As Sukarno devoted his energy to domestic and international politics, the economy of Java was neglected and deteriorated rapidly. A situation getting worse, after the collapse of export plantation sectors, that deprived the government of much-needed foreign exchange income. Consequently, the government was unable to service massive foreign debts it had accumulated from both other Co-Prosperity Sphere countries over the years. Most of the government budget was by now spent on the military, resulting in deterioration of infrastructure such as roads, railways, ports, and other public facilities. Deteriorating transportation infrastructure and poor harvests caused food shortages in many places all over Java. The still medium industrial sector languished and only produced at 24% capacity due to lack of investment. Sukarno himself was contemptuous of macroeconomics, and was unable and unwilling to provide practical solutions to the poor economic condition of the country. Instead, he produced more ideological conceptions such as Trisakti: political sovereignty, economic self-sufficiency, and cultural independence, including more independence from the Co-Prosperity Sphere and Japan overall to finally archive the dream of Indonesia, pan-Indonesian State. Sukarno advocated Javanese/ Indonesians to be "standing on their own feet" (Berdikari) and reach economic self-sufficiency, free from foreign influence overall, a move that displeased the Japanese.
This caused fewer Japanese investors and Zaibatsu to invest in Java in a attempt to put economic and diplomatic pressure on the Javanese Karaton. This meant that towards the end of his rule, Sukarno's lack of interest in economics created a distance between himself and the Javanese people, who were suffering economically, while at the same time he alienated the last internal and external (mostly Co-Prosperity Sphere) allies and supporters he had left. While Sukarno's face had become bloated by disease, and his flamboyance and sexual conquests, which had once endeared him to the people, began to cause public criticism and turned further support away from him.

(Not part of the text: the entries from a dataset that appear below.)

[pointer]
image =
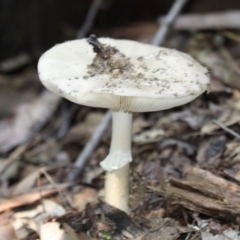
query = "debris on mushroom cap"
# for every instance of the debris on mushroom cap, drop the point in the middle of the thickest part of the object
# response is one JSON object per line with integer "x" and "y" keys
{"x": 122, "y": 75}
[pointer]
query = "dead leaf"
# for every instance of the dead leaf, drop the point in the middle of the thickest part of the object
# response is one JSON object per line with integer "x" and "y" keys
{"x": 26, "y": 120}
{"x": 6, "y": 229}
{"x": 34, "y": 218}
{"x": 53, "y": 230}
{"x": 29, "y": 198}
{"x": 26, "y": 184}
{"x": 229, "y": 234}
{"x": 229, "y": 117}
{"x": 86, "y": 195}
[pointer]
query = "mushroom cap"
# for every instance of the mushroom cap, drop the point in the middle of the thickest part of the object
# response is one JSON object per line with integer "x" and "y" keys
{"x": 134, "y": 77}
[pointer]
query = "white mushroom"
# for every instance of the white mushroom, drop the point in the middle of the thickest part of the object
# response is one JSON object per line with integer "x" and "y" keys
{"x": 127, "y": 77}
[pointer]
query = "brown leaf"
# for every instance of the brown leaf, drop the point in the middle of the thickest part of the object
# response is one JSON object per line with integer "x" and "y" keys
{"x": 6, "y": 230}
{"x": 28, "y": 198}
{"x": 26, "y": 119}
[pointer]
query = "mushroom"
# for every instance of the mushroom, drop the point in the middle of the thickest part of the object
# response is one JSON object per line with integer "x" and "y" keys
{"x": 127, "y": 77}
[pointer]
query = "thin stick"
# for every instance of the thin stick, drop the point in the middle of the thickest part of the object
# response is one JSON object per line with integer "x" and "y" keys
{"x": 226, "y": 129}
{"x": 94, "y": 140}
{"x": 90, "y": 146}
{"x": 49, "y": 178}
{"x": 89, "y": 18}
{"x": 167, "y": 22}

This combined with his fall from Japanese support, led to more open protests and movements against Sukarno in a attempt to purge Javanese society, government and armed forces of Sukarno's party and organisations. Because of this, the Javanese Karaton Military put Sukarno under house arrest in Bogor Palace, where his health deteriorated due to denial of adequate medical care. He died of kidney failure in Jakarta Army Hospital on 21 June 1968 at age 67.